Tarabichi has submitted his own paper, soon to be published, which contradicts some of what the Michigan investigators found. Yet, even as experts disagree about the particular product, this raises important questions about the limits of using proprietary models.
“The increase and growth in deployment of proprietary models has led to an underbelly of confidential, non-peer-reviewed model performance documents that may not accurately reflect real-world model performance,” wrote the corresponding author of University of Michigan study, Karandeep Singh, M.D., M.M.Sc., and his colleagues.
In the case of Epic’s sepsis model, both Thomas and Tarabichi said they were satisfied that they had access to the information they needed to evaluate the product, though they both said information from the company was just one component of their implementation process.
Tarabichi cautions against hospitals “jumping on the bandwagon,” of using popular AI without first validating it and testing it in their own system. In a smaller community hospital setting, validation may not need to be as complicated as it might at a top academic medical center with a diverse patient population.

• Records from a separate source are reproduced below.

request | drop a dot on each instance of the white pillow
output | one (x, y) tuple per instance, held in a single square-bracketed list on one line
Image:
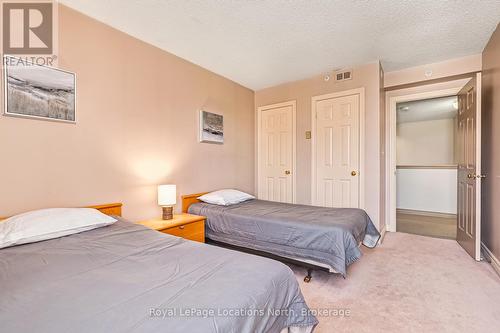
[(226, 197), (50, 223)]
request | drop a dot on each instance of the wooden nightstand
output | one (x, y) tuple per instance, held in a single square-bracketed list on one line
[(187, 226)]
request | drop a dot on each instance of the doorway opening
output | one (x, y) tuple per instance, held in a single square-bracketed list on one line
[(467, 155), (426, 166)]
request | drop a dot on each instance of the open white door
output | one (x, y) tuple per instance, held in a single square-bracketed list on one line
[(469, 168)]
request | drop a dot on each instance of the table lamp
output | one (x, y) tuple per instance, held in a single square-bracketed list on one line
[(167, 196)]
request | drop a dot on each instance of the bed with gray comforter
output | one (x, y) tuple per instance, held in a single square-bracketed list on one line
[(126, 278), (330, 236)]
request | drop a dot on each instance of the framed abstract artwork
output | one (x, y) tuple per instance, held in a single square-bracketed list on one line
[(39, 92), (211, 127)]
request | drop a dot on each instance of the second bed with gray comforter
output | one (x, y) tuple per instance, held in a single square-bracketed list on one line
[(126, 278), (326, 235)]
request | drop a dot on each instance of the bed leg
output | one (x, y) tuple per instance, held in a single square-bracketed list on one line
[(308, 277)]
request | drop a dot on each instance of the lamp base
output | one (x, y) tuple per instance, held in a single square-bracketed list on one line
[(168, 213)]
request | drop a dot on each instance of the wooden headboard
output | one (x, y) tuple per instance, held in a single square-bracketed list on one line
[(108, 209), (189, 199)]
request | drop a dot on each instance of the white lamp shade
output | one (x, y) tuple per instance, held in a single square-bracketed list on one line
[(167, 195)]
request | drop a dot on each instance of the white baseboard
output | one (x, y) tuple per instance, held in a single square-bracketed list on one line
[(495, 263), (426, 213)]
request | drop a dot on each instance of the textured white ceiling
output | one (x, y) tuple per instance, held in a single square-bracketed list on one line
[(427, 109), (264, 43)]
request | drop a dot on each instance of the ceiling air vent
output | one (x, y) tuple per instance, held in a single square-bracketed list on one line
[(343, 75)]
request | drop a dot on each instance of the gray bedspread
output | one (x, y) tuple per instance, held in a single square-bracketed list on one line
[(126, 278), (327, 235)]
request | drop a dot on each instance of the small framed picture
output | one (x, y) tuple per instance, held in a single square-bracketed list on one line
[(211, 127), (38, 92)]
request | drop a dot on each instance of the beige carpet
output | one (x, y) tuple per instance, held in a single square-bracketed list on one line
[(409, 283)]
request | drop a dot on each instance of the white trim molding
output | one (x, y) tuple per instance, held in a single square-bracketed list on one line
[(314, 100), (260, 109), (490, 257)]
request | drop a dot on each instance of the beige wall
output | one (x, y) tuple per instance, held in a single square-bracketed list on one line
[(137, 110), (367, 76), (491, 142), (440, 70), (429, 142), (383, 170)]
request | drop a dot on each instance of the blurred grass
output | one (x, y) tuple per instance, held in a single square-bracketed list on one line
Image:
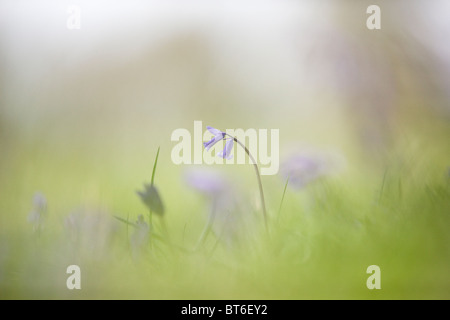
[(395, 215)]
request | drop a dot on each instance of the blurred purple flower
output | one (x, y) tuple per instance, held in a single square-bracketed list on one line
[(304, 168), (218, 136), (36, 216), (150, 197)]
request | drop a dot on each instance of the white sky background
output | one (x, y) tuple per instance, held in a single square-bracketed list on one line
[(35, 42)]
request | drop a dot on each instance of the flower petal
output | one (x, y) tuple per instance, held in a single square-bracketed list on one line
[(226, 153), (214, 131)]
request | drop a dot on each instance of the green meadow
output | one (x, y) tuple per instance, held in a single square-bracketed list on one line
[(84, 112)]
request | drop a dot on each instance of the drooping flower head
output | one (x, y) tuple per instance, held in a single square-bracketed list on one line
[(218, 136)]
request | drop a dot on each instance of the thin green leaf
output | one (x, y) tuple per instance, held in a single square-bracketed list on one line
[(125, 221), (154, 166)]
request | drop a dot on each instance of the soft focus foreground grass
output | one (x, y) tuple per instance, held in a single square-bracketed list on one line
[(395, 216)]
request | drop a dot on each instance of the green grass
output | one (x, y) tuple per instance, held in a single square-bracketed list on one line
[(395, 216)]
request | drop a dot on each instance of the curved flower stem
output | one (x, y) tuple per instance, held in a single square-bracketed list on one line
[(258, 176)]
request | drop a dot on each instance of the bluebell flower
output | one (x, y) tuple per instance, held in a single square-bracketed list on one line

“Randomized controlled trials are the highest level of evidence, but lower down that hierarchy is pre- and post- assessment,” he says. “Run it for a couple of months and then evaluate. What changed? Can you do better?”
Not always the answer
For Thomas, it is not just about choosing the right AI system but also about being thoughtful about when and where AI is actually needed. He and his colleagues reference a “Mad Lib” created by Michael Draugelis, the chief data scientist at Penn Medicine in Philadelphia. It goes like this, Thomas says: “If I were [a physician, a physician’s assistant, a nurse, an operating room scheduler] in the health system and I knew ____, I would do ___ to change ____. “Before we start on any project now, we say, ‘fill in the blanks,’ ” Thomas says. “Because if we don’t have a good answer for those, then we shouldn’t be investing the time and effort to go through with the project.”
Montgomery agrees, saying technology cannot displace patients’ status “at the center of everything we do.”
“AI isn’t meant to solve all the challenges in the healthcare setting,” she says, “but where these applications make sense, where they provide real benefits to our patients, that means it’s reaching its full potential.”
Jared Kaltwasser, a regular contributor to Managed Healthcare Executive®, is a freelance writer in Iowa.